Publié le 27 May 2016 - 08:58
APPEL AU DIALOGUE

Un exercice tout à fait naturel !

 

« Au nom des idéaux créateurs, on avance par dialogue et inclusion. Les idéaux créateurs sont des êtres d'avenir, des forces de devenir. » Jean Bédard

 

Le Président de la République, Son Excellence Macky Sall a appelé à un dialogue politique et inclusif. Un dialogue qui verra la participation de toute la classe politique, de la société civile, des foyers religieux…

Saluant cette démarche, nous la soutenons !

Cet appel au dialogue est une normalité dans un pays modèle de démocratie comme le Sénégal. Cependant, on constate que certaines personnes habituées à toujours ramer à contre courant, ont fini d’installer la polémique comme pour réinventer la roue.

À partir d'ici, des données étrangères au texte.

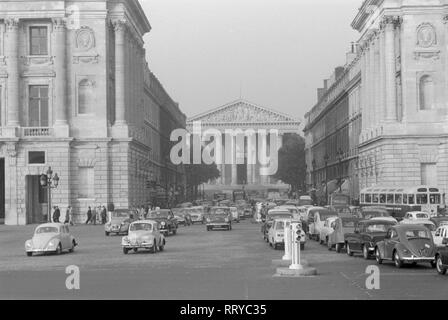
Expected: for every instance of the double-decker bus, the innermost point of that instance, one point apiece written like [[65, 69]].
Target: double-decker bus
[[400, 200]]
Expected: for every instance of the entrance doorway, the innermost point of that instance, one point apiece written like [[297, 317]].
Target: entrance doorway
[[2, 191], [36, 201]]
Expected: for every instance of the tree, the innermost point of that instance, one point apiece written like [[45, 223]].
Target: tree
[[291, 162]]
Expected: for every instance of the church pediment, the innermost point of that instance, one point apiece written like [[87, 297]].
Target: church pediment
[[243, 112]]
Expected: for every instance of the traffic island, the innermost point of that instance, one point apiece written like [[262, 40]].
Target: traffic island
[[301, 271]]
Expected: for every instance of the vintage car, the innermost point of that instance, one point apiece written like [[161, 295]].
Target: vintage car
[[327, 229], [342, 226], [235, 214], [442, 257], [50, 238], [143, 234], [316, 219], [406, 243], [197, 214], [440, 234], [120, 221], [165, 218], [366, 235], [218, 220]]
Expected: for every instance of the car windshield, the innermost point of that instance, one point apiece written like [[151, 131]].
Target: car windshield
[[140, 227], [47, 230], [418, 234], [120, 214], [280, 225]]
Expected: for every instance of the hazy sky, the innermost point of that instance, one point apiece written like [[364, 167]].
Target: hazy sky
[[276, 52]]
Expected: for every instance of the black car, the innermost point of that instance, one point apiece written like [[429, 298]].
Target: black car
[[165, 218], [442, 257]]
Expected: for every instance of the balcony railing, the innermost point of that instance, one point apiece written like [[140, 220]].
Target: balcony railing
[[37, 132]]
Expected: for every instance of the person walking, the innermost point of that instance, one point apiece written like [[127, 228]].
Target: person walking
[[56, 214], [89, 215]]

Dialoguer, quelle noble action ! À travers l’histoire et dans la plupart des sociétés, le fait de rassembler des personnes pour les aider à surmonter leurs différences et à résoudre leurs problèmes, a toujours été une mission prestigieuse, généralement confiée à des individus expérimentés, à des anciens ou à des personnes respectées pour la qualité de leur jugement et leur sagesse. Certains éléments de  «  méthodologie du dialogue » ont été et sont encore employés dans les sociétés traditionnelles et s’appuient sur des procédures et coutumes ancestrales (par exemple, les jirgas, les shuras et les conseils de village). Dans notre pays dialoguer est devenu une tradition bien ancestrale.

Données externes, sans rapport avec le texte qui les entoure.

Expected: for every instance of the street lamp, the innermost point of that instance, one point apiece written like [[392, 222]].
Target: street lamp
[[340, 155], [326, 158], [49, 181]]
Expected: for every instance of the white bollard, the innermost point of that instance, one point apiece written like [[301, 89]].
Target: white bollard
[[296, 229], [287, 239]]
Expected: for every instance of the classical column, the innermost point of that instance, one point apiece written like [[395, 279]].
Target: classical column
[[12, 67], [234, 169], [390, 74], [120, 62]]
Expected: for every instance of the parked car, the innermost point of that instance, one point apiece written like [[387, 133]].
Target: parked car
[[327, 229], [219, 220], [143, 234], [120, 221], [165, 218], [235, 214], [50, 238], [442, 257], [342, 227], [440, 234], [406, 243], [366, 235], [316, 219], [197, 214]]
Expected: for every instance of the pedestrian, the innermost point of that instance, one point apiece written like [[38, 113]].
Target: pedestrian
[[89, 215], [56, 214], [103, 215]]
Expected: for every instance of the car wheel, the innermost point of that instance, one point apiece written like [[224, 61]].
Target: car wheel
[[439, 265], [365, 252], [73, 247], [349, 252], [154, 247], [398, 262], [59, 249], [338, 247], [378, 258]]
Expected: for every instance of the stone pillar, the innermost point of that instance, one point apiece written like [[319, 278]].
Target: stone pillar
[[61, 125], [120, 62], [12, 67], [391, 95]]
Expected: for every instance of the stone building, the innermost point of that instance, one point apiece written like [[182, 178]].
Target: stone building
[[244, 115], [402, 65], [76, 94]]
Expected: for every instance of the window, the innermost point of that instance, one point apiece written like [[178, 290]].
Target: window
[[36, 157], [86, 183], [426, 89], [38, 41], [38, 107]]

Le dialogue est le langage oral ou la discussion entre deux ou plusieurs personnes par opposition au monologue qui signifie parler tout seul. Le verbe dialoguer est synonyme de discuter. Alors DISCUTONS et surtout ÉCHANGEONS de façon intelligente !

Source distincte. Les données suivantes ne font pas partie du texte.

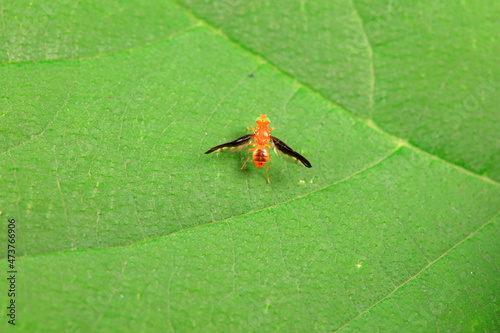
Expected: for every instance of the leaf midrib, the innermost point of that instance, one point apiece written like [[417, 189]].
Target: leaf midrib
[[203, 23]]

Discutons dans la sincérité et sans a priori. Lorsque plusieurs individus se connaissent, se côtoient, une relation de confiance mutuelle s’installe, donc quand ils discutent, ils sont sincères, ils ne trichent pas, ils ne mentent pas entre eux. Nous voulons juste demander ici et maintenant à tous ces gens qui viendront répondre à l’appel du Président de la République de porter la sincérité en bandoulière. Notre pays le vaut bien !

Laissons à l’initiateur le soin de déterminer les contours de ce dialogue et ne nous croyons pas plus malin en venant avec des absurdités qui dépassent l’acceptation : la libération d’untel ou l’entrée dans un gouvernement par exemple.

Que les affaires judiciaires restent l’apanage de la justice !!

Nous pensons fortement que seuls les sujets d’intérêt national comme l’éducation, l’économie, l’agriculture, la lutte contre le terrorisme…doivent être le noyau de ce dialogue.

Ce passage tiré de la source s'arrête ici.